Questa situazione, che si potrebbe definire di crescita culturale e di stagnazione delle risposte pubbliche, ha favorito la nascita di numerose realtà associative e di iniziative intelligenti e fantasiose da esse realizzate. Come si diceva, “Valgo anch’io” è l’espressione scelta dalla Comunità di Sant’Egidio per promuovere una rete di ristoratori solidali. In Italia esistono almeno quaranta esperienze di ristoranti dove lavorano camerieri o cuochi con disabilità intellettiva. Si tratta di proposte innovative nate al di fuori delle reti di assistenza al lavoro delle province, ma che rispondono in maniera concreta al bisogno di lavoro (e quindi di dignità, di riconoscimento della propria individualità, ecc…) che i giovani con disabilità esprimono in maniera sempre più chiara ed esigente. “Valgo anch’io” è il tentativo di metterle in rete, ma le iniziative sono tutte autonome e sono nate in maniera spontanea laddove se ne è ravvisato il bisogno e si sono trovate le energie per avviarle.

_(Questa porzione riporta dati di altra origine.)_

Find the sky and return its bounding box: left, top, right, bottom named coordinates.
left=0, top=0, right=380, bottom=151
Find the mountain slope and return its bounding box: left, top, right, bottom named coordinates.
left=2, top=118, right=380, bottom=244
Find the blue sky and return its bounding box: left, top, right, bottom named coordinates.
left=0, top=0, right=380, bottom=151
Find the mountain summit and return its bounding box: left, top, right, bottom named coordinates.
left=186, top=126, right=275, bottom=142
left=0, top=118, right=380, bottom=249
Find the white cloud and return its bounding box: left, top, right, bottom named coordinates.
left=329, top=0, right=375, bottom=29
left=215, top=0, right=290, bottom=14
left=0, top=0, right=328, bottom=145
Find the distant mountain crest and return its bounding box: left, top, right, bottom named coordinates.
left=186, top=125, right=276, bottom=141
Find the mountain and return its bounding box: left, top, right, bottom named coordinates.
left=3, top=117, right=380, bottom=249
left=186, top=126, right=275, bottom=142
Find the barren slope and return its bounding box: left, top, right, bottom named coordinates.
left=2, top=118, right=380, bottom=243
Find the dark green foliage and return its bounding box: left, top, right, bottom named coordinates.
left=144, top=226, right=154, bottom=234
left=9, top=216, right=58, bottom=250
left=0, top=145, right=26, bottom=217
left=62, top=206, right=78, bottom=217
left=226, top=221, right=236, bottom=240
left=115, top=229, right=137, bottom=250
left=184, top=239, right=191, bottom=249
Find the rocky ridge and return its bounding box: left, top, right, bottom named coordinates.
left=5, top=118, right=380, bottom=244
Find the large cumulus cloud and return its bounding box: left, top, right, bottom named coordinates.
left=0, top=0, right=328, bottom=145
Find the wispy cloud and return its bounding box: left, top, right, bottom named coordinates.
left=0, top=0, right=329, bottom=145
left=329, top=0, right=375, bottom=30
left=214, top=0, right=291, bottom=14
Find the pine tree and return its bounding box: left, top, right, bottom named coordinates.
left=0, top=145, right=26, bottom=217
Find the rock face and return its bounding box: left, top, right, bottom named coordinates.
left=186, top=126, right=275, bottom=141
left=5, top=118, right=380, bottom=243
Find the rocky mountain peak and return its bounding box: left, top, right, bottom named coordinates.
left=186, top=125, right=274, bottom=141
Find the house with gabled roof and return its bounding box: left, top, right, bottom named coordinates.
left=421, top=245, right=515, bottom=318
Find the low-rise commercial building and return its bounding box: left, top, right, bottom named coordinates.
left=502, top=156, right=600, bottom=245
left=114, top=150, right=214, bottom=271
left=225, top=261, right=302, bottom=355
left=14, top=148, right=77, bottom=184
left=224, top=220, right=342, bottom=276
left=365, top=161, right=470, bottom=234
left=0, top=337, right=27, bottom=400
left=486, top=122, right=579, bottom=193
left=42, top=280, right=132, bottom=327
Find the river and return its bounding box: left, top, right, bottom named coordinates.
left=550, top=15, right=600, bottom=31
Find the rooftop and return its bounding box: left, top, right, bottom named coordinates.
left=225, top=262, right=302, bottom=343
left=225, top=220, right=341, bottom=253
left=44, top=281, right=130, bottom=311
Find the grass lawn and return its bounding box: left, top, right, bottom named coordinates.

Un discorso analogo si potrebbe fare per le tante esperienze residenziali innovative nate dal tessuto associativo o da semplici gruppi di genitori, ma quello che in questa sede preme sottolineare è come la nuova cultura della disabilità, di cui la 104 e la Convenzione sono momenti importanti, abbia faticato a tramutarsi in risposte istituzionali, generando frustrazione ed angoscia, ma abbia prodotto un fermento dal basso che è la prospettiva migliore che in questo momento si presenta di fronte agli italiani con disabilità.